Sangue pingava da perna de I, que mancava e seguia até a sala 7 deixando um rastro vermelho que demarcaria sua localização... ela sabia. Hoje é dia 4! – pensava enquanto já na sala escrevia rapidamente algo em uma folha de papel, sentia o que estava para acontecer... Não só sentia como sabia. Ao fim da escrita, a garota correu até a bolsa de M onde colocou o papel rapidamente antes que fosse notada... Correndo até a janela, vislumbrou o pátio da escola. De lá, ela conseguia ver o garoto indígena no pátio da escola de costas enquanto olhava para seu amigo que olhava para algo atrás de M. Seguindo sua visão o mais rápido que pôde, ela alcançou o que tanto parecia afligir o amigo de M. I, que antes segurava sua perna que sangrava, agora levava a mão até a boca sufocando um grito... Atrás de si, escutou o leve som do rangido da porta de madeira se abrindo lentamente. Ela fechou os olhos por um segundo e se virando encarou a figura à sua frente...
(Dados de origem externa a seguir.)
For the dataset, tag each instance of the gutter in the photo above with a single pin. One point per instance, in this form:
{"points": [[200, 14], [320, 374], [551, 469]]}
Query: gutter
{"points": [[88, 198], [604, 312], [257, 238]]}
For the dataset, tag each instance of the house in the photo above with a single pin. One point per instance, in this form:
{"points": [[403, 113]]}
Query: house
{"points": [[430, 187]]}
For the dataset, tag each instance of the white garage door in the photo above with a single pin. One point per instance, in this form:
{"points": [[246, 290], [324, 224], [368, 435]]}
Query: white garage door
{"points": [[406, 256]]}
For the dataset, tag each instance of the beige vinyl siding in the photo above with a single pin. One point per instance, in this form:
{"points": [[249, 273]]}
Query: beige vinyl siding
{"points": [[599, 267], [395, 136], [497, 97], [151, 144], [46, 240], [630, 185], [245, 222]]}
- Isso tem que acontecer, não é mesmo? – perguntou chorando indo em direção àquela voz. Ela tinha medo, mas não havia fuga, não havia outra opção, não haveria mais balanços. Fechou os olhos lembrando dos risos trocados com o amigo ao se balançarem, da forma com que saltava rindo pela avenida ao seu lado, enquanto ele sempre parecia disperso, mas divertido. Um pequeno sorriso final se desenhou em seu rosto em meio a lágrimas e sangue. – Me desculpe F, não haverá balanços hoje...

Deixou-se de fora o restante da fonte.